Linear Regression             : mean_squared_error             = 193.95
MLP (5 hidden) Regression     : mean_squared_error             = 184.51
MLP (5 hidden, 10 layers) Regression: mean_squared_error             = 460.75
Linear Regression             : val_mean_squared_error         = 214.37
MLP (5 hidden) Regression     : val_mean_squared_error         = 211.27
MLP (5 hidden, 10 layers) Regression: val_mean_squared_error         = 411.91

From both the above experiments, we can see that NNs can overfit very quickly.

Question 9: Based on the above, what are some obvious methods of regularising NNs?

Ans: Choosing the right number of hidden layers and hidden nodes! Unfortunately, picking the right number of parameters is a hard problem itself.
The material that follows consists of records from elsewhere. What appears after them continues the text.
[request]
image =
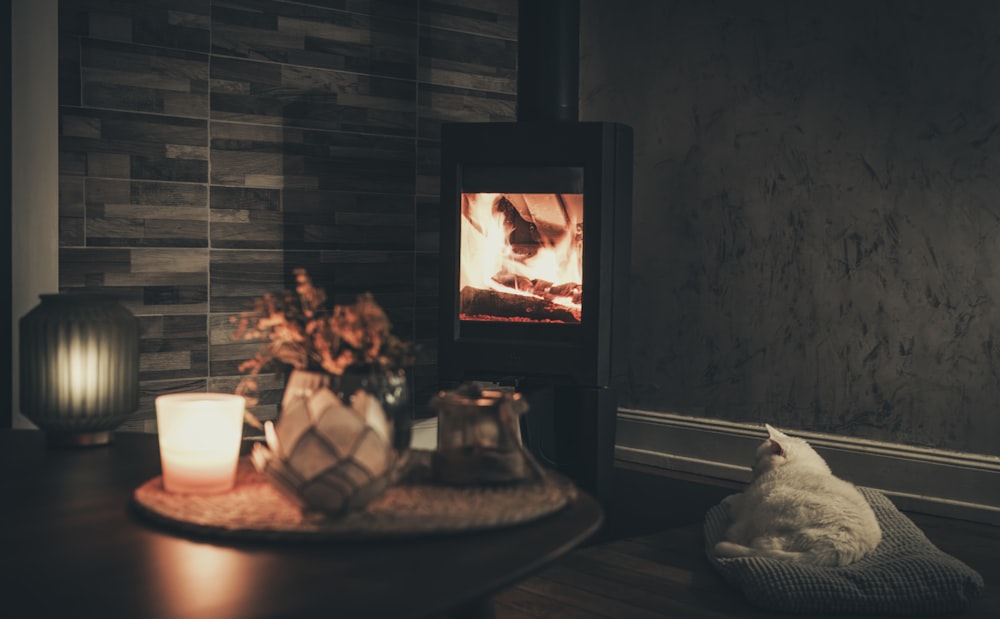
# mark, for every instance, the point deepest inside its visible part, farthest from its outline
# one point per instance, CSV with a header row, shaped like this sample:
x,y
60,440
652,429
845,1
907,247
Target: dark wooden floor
x,y
648,562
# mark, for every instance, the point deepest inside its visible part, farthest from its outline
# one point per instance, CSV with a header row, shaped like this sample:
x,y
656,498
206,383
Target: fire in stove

Question 10: Does this give you a hint of another method to prevent overfitting?

Ans: Stopping the process early could likely be helpful. This is known as 'early stopping' and is typically used in combination with other regularisation techniques. As intution suggests, it means 'Stopping the process when the model starts overfitting'.

Question 11: Think of how we prevented overfitting and helped regularise parameters in regression. Can you remember any? (Hint: Norms)

Ans: Using L2 regularisation can be helpful in regularising parameters, like we have observed in regression.